Michael lays out his purpose in conceiving and editing this book in his very first sentence where he says that it is written for those who find themselves “compelled by the teachings and practices of both Yoga and Buddhism” who are “moved to better understand the porous border between them.” He goes on to affirm their “interdependent history,” and their shared goal of “recognizing suffering and bringing it to an end.”
Before going any further, we again need to clarify what it is that we are referring to by the term “Yoga” in this passage. If one is referring to what I call the “ocean” of teachings and practices originating in the sub-continent of India, I’d say to speak of “Yoga and Buddhism” is already inaccurate as Buddhism is a form of Yoga. If, however, one is referring to the so-called “Classical Yoga” of Patanjali, then we can most certainly compare these two Yoga traditions, but for accuracy, I’d write “Classical Yoga and Buddhism” for greater clarity. And, from this perspective, it is certainly true that the Yoga teachings of the Buddha and of Patanjali share both an interdependent history AND are their respective traditions are incredibly porous!
Michael makes a point that I find both important, and personally frustrating at times in its having to be necessary at all: Yoga has been reduced in the contemporary mind to being all about body practice, and Buddhism has been equally restricted to being an exclusively mental practice! Nothing could be further from the truth!
Michael makes an interesting analogy with trees, comparing (Classical) Yoga and Buddhism to an oak and a maple tree. They share many commonalities, and of course have many differences. He takes it through three levels of comparison. I too often make use of the tree analogy, but I have one tree: the Tree of Yoga. And one branch of this tree is Buddhist Yoga, and another is Classical Yoga (and others include Vedanta, Tantra and from that in turn Hatha.
What do you think? Does either of these models seem more relevant to your own understanding?
What may come as a surprise to many readers is just how little we know of the Buddha and Patanjali as individuals. Do you think this makes any difference as to how we should receive their teachings?

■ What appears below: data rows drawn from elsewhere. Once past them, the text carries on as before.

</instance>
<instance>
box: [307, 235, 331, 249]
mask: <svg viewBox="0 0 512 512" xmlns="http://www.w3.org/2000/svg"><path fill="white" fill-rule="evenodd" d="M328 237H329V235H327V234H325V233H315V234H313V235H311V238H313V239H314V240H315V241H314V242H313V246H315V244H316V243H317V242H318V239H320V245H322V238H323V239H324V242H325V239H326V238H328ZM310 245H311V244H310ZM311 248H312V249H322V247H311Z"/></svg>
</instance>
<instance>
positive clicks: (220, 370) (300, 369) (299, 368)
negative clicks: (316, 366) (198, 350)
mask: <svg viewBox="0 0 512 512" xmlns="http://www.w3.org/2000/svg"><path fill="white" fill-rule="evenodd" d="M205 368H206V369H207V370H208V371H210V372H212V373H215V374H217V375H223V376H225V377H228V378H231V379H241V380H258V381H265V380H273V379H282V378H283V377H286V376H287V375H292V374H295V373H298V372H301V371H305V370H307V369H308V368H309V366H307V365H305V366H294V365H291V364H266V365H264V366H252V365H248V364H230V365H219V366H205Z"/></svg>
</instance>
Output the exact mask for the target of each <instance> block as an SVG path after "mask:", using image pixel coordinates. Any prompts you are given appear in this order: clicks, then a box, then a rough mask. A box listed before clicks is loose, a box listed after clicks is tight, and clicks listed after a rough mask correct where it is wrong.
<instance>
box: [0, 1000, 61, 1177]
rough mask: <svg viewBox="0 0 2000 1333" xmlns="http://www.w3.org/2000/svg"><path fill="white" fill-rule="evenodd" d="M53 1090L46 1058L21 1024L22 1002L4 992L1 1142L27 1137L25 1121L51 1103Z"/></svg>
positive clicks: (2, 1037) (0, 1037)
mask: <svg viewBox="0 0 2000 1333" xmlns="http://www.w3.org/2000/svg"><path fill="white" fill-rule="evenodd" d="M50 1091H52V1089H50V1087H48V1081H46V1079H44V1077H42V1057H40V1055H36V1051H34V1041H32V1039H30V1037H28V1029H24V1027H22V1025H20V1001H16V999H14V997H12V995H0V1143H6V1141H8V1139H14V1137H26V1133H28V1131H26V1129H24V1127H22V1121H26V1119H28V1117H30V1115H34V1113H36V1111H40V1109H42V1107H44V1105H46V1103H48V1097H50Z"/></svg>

Finally, I would love to hear from any of you regarding what may be the most pertinent issue raised in the Introduction: Michael asserts a “fundamental affinity between mind practices and body practices.” What do you think of this statement? How does it relate to your own experience of meditation and/or sitting meditation? Is it accurate to conceive of meditation as being about the mind and hatha-yoga-asana to be about the body? Or do you agree that this is a simplistic reduction at best, and perhaps a broad misperception?